Cook County Judge Judge James Linn agreed with Smollett’s attorneys’ recommendation that the former “Empire” actor be kept away from most of the other 6,000 inmates of the sprawling jail complex in Little Village.

The order granting protective custody was entered shortly after Linn sentenced Smollett to 150 days in jail and 30 months of probation for lying to police about a phony racist and homophobic hate crime attack he orchestrated on himself in January 2019.

Smollett also must pay the city just over $120,000 in restitution for the overtime incurred by Chicago police officers who investigated his initial hate crime claim. Additionally, Linn imposed a $25,000 fine. 

Smollett’s jail sentence is eligible for “day-for-day” credit, meaning he could spend 75 days behind bars before he’s released.

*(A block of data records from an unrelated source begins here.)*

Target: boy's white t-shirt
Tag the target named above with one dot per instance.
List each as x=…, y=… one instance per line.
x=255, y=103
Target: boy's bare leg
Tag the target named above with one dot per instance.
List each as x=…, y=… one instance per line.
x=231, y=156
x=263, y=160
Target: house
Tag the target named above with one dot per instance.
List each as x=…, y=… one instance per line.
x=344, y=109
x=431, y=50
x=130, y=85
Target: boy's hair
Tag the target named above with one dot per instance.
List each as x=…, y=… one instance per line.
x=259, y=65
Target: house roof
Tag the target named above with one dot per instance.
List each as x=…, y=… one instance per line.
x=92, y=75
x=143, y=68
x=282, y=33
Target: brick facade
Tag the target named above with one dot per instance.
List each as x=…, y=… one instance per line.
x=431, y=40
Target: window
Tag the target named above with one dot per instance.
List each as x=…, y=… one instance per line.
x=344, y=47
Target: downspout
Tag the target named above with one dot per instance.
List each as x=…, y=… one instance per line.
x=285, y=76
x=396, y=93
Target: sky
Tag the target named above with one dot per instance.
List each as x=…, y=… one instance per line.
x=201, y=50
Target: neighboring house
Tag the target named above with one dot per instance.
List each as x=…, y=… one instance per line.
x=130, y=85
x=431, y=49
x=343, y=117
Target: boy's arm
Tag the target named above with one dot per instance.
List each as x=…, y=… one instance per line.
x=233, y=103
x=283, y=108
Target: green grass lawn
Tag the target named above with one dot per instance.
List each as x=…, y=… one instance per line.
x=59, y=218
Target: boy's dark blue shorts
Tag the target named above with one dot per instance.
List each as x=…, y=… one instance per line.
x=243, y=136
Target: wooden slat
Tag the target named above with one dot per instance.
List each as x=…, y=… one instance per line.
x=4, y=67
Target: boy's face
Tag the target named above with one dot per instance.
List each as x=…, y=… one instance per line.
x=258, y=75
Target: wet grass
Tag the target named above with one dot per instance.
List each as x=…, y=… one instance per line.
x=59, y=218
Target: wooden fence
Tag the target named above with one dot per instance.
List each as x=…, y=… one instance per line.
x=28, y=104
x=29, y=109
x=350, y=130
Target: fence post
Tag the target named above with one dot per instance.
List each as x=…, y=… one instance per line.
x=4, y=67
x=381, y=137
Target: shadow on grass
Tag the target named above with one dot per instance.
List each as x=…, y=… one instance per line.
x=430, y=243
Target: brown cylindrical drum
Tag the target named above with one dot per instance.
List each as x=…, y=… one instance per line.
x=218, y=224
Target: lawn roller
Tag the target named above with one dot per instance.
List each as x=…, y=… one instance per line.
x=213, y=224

Lawyers for Smollett vow to appeal the ruling that has put the former Empire actor behind bars.

The booking photo of Jussie Smollett after he was taken into custody by the Cook County sheriff’s office on March 10, 2022.

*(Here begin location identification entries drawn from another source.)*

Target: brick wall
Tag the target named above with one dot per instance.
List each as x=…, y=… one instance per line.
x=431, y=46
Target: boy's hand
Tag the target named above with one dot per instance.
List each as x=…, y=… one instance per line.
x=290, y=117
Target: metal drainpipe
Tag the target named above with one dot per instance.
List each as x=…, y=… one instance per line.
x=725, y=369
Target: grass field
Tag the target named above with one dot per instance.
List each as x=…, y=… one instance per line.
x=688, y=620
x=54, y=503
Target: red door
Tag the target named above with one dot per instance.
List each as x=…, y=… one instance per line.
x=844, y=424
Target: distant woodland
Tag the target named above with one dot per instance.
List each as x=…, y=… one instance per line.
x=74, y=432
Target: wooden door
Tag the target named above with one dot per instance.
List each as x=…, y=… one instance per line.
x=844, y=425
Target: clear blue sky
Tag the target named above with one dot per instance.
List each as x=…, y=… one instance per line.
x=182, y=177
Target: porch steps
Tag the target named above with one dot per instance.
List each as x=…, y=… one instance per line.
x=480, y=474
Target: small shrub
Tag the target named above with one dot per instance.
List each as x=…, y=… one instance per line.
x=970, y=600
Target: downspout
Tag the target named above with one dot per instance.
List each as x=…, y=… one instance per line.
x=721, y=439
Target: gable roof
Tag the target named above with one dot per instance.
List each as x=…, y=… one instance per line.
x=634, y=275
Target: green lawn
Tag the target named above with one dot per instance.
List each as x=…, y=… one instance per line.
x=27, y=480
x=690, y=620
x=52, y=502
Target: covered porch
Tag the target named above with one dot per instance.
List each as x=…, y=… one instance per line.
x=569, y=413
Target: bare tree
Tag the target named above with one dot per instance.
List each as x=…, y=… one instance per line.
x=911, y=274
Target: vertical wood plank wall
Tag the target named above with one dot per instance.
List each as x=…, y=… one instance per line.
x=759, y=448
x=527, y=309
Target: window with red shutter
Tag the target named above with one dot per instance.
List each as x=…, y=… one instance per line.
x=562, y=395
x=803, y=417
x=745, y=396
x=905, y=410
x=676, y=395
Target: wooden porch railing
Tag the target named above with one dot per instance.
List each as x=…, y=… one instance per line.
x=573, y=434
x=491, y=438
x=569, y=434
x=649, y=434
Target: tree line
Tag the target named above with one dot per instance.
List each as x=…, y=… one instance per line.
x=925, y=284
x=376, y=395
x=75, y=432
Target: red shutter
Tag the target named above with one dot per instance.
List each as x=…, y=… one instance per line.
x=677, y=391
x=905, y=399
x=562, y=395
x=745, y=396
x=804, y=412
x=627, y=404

A jury found Smollett, 39, guilty last December on five counts of disorderly conduct — a class four felony, the lowest in Illinois, which carried a maximum of three years in prison.

Before announcing the sentence, Linn credited Smollett for his past charitable work, but said another side of the actor is “profoundly arrogant and selfish and narcissistic.”

Linn said Smollett’s plan was motivated by a craving for attention.

“You wanted to make yourself more famous, and, for a while, it worked,” Linn said at the conclusion of an hours-long sentencing hearing. “You were throwing a national pity party for yourself.”

The judge went on to tell Smollett that, while testifying in his own defense during last year’s trial, he “committed hour upon hour upon hour or pure perjury.”

Smollett opted to not make a statement to the court before the sentence was announced. But once he learned that he’d spend the next few months in jail, Smollett — still maintaining his innocence — began yelling in the courtroom that he was “not suicidal.”

“If I did this, then it means that I stuck my fist in the fears of Black Americans in this country for over 400 years and the fears of the LGBT community,” Smollett said as he rose from his seat at the defense table. “Your Honor, I respect you and I respect the jury but I did not do this. And I am not suicidal. And if anything happens to me when I go in there, I did not do it to myself. And you must all know that.”

Cook County Sheriff’s Deputies then took Smollett to lockup.